Ils préfèrent travailler dans les cadres existants plutôt que de défier directement les patrons.

Mais les travailleurs de la mer du Nord peuvent encore agir.

L’environnement restreint de la plate-forme pétrolière signifie que chaque travailleur compte.

En 2022, des grèves sauvages ont commencé à se propager pour exiger une « révolution salariale », résister aux patrons et défier les dirigeants syndicaux qui leur disaient de retourner au travail. Les travailleurs de certaines plates-formes ont discuté d'une escalade en empêchant les hélicoptères d'atterrir.

À la suite des grèves, les travailleurs ont obtenu une offre salariale « considérablement améliorée ». Ils ont également eu un avant-goût de leur propre pouvoir.

Les travailleurs du secteur pétrolier et gazier doivent à nouveau utiliser ce pouvoir pour exiger que, à mesure que leurs employeurs se retirent de la mer du Nord, leurs compétences soient utilisées de manière à aider la planète au lieu de la détruire.

Les travailleurs peuvent exiger des adaptations pour faire face à la crise climatique et aux canicules : climatisation, coupures d’eau et température maximale de travail.

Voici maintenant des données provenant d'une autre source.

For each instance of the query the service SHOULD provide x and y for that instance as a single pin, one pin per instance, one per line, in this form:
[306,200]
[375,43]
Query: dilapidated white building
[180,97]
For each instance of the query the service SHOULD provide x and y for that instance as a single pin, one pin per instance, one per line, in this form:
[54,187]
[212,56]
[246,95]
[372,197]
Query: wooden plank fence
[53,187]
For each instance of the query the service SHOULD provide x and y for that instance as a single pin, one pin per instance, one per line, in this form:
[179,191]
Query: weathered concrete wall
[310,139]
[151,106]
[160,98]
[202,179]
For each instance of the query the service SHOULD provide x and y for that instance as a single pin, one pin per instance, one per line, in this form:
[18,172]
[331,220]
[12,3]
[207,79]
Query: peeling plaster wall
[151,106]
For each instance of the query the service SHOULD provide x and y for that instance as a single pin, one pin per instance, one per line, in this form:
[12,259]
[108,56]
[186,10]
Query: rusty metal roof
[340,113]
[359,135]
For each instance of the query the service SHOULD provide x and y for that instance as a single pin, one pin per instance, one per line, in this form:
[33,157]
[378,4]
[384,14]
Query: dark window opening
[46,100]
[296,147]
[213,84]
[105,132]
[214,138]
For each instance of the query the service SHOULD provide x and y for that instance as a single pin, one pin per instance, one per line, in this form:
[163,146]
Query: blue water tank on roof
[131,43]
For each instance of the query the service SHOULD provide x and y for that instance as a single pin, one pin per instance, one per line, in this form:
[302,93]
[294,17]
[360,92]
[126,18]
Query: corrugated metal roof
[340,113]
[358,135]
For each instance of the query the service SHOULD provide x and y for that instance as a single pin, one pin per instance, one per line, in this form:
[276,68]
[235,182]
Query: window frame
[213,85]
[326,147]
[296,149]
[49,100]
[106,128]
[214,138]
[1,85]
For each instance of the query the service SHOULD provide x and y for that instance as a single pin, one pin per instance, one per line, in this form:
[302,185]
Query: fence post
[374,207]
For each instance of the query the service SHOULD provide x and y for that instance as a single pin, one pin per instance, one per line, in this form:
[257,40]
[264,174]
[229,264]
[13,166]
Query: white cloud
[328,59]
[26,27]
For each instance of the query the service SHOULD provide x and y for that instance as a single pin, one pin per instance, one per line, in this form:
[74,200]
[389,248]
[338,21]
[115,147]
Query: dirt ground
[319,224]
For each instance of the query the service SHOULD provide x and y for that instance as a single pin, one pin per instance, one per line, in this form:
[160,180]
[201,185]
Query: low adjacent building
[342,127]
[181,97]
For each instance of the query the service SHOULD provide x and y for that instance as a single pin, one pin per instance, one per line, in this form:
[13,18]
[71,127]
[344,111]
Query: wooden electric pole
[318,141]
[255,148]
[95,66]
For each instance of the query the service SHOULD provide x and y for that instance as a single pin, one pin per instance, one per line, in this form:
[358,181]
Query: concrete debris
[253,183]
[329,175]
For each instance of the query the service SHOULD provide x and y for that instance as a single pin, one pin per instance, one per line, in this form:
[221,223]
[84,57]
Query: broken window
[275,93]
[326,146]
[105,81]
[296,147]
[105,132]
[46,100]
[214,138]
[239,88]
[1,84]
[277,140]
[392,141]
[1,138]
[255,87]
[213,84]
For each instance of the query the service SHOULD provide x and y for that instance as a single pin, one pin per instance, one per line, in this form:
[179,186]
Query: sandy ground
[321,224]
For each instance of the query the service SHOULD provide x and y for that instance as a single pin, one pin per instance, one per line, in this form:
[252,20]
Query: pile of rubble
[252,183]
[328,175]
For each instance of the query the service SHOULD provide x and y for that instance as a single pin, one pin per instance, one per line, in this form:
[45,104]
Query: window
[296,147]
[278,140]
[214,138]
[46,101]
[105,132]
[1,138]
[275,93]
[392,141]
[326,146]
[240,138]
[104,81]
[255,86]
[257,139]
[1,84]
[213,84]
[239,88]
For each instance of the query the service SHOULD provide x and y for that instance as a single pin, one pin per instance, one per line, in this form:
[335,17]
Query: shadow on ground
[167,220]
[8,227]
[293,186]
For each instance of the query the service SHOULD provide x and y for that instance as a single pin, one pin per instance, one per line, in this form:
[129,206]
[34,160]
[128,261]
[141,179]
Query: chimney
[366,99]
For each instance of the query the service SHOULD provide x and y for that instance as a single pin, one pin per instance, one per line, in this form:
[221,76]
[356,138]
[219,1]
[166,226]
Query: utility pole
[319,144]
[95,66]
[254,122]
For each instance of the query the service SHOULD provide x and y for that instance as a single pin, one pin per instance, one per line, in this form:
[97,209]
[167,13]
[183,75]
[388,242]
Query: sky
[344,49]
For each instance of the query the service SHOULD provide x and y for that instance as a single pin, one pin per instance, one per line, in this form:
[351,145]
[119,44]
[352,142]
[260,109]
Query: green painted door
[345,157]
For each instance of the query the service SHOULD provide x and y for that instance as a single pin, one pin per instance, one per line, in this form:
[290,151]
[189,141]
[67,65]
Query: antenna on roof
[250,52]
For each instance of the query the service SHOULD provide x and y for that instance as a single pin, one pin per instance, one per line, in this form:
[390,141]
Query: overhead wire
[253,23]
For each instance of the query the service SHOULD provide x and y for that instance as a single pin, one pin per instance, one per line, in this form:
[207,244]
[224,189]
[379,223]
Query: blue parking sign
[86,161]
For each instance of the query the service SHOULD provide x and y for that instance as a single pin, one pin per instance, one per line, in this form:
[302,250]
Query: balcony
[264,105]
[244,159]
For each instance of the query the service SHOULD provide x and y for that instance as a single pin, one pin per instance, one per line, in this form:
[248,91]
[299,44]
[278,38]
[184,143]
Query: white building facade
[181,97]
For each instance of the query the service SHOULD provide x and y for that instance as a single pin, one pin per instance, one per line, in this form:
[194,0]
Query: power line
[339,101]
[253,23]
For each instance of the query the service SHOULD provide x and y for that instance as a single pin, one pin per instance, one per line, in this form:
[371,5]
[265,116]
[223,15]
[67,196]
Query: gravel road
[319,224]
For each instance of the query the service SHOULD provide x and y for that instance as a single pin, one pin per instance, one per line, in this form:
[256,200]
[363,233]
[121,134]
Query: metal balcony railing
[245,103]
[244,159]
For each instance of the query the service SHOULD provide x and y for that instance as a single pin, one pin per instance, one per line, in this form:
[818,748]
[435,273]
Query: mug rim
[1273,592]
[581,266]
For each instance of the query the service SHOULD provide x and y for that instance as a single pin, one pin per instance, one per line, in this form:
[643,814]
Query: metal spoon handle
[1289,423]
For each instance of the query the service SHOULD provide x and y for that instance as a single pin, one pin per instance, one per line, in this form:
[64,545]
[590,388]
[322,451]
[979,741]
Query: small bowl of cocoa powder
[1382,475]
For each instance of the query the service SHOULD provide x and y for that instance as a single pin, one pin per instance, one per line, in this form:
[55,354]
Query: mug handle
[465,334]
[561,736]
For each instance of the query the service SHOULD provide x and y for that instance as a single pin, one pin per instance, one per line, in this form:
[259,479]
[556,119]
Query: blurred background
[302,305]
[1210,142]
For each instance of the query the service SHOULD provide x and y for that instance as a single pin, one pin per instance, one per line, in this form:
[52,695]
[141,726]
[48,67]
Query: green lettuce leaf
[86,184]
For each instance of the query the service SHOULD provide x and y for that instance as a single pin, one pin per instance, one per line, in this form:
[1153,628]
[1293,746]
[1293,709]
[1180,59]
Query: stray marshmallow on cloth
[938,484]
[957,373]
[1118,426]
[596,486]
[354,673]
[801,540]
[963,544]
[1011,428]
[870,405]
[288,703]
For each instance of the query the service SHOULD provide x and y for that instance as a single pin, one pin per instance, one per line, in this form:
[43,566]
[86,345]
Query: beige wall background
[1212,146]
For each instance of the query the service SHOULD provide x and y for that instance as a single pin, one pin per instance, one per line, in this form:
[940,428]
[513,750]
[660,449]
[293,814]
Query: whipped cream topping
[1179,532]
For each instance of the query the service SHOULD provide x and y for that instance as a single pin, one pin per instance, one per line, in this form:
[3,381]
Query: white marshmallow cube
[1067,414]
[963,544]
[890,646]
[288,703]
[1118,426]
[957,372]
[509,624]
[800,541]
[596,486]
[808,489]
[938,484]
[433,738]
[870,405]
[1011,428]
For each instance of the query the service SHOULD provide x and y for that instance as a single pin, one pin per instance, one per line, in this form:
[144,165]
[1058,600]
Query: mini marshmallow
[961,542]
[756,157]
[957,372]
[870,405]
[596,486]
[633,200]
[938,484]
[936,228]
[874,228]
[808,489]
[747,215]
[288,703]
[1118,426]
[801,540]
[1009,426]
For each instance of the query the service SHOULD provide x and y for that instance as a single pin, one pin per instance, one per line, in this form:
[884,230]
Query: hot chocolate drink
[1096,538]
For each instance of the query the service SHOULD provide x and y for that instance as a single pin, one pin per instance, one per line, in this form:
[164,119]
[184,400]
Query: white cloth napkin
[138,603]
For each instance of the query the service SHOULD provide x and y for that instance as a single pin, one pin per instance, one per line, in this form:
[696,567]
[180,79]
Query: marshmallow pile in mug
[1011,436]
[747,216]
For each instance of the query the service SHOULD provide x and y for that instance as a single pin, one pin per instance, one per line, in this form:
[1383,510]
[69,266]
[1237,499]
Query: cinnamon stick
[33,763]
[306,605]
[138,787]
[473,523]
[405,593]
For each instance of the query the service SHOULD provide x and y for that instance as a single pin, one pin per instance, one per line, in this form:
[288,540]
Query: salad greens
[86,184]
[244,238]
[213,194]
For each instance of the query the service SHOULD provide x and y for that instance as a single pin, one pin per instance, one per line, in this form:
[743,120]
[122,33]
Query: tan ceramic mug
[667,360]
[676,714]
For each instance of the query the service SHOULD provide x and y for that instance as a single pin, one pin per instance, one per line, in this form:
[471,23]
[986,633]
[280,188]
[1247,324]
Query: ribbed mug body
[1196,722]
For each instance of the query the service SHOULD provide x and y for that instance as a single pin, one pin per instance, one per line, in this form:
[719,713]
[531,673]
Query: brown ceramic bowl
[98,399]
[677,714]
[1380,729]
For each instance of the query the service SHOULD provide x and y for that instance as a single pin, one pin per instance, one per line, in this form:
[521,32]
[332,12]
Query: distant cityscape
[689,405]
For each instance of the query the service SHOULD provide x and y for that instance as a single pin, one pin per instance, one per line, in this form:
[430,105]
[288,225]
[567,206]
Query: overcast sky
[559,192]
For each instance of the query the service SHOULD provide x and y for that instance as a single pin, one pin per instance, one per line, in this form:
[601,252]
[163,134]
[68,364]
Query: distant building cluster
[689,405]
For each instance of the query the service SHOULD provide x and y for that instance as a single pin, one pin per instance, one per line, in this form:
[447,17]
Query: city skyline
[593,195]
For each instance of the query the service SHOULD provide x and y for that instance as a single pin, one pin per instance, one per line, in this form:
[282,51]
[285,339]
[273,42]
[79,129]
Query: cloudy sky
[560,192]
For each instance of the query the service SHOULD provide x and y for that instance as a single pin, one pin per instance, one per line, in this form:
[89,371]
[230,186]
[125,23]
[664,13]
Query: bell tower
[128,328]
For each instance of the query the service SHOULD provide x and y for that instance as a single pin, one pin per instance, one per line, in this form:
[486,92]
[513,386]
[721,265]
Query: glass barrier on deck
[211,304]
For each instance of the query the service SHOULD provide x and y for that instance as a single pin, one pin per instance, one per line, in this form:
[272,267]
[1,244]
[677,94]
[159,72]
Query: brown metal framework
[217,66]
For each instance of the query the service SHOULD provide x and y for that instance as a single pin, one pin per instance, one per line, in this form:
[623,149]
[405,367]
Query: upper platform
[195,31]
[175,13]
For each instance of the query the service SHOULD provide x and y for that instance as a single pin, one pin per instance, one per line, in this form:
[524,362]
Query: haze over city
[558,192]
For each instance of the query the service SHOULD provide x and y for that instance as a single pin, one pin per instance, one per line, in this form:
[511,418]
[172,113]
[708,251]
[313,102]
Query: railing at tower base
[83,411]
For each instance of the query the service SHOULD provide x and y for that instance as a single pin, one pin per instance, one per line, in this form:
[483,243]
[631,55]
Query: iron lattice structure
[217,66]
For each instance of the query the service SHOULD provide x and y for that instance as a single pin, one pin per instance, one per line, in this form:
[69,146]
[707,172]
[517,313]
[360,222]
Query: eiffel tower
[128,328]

Les dirigeants réformistes n’ont aucune stratégie capable d’arrêter le changement climatique. Ils parlent d’un changement progressif et à long terme, mais une action urgente est nécessaire maintenant. Andy Burnham doit dire non aux nouveaux forages pétroliers et gaziers et investir dans l’énergie verte.

Les luttes contre la pollution, les vagues de chaleur et les centres de données d’IA ont le potentiel de déclencher un mouvement contre le dérèglement climatique dirigé par la classe ouvrière organisée.

Partout dans le monde, ce sont les travailleurs qui souffrent le plus du changement climatique, et ce sont eux qui ont le pouvoir de mener la riposte.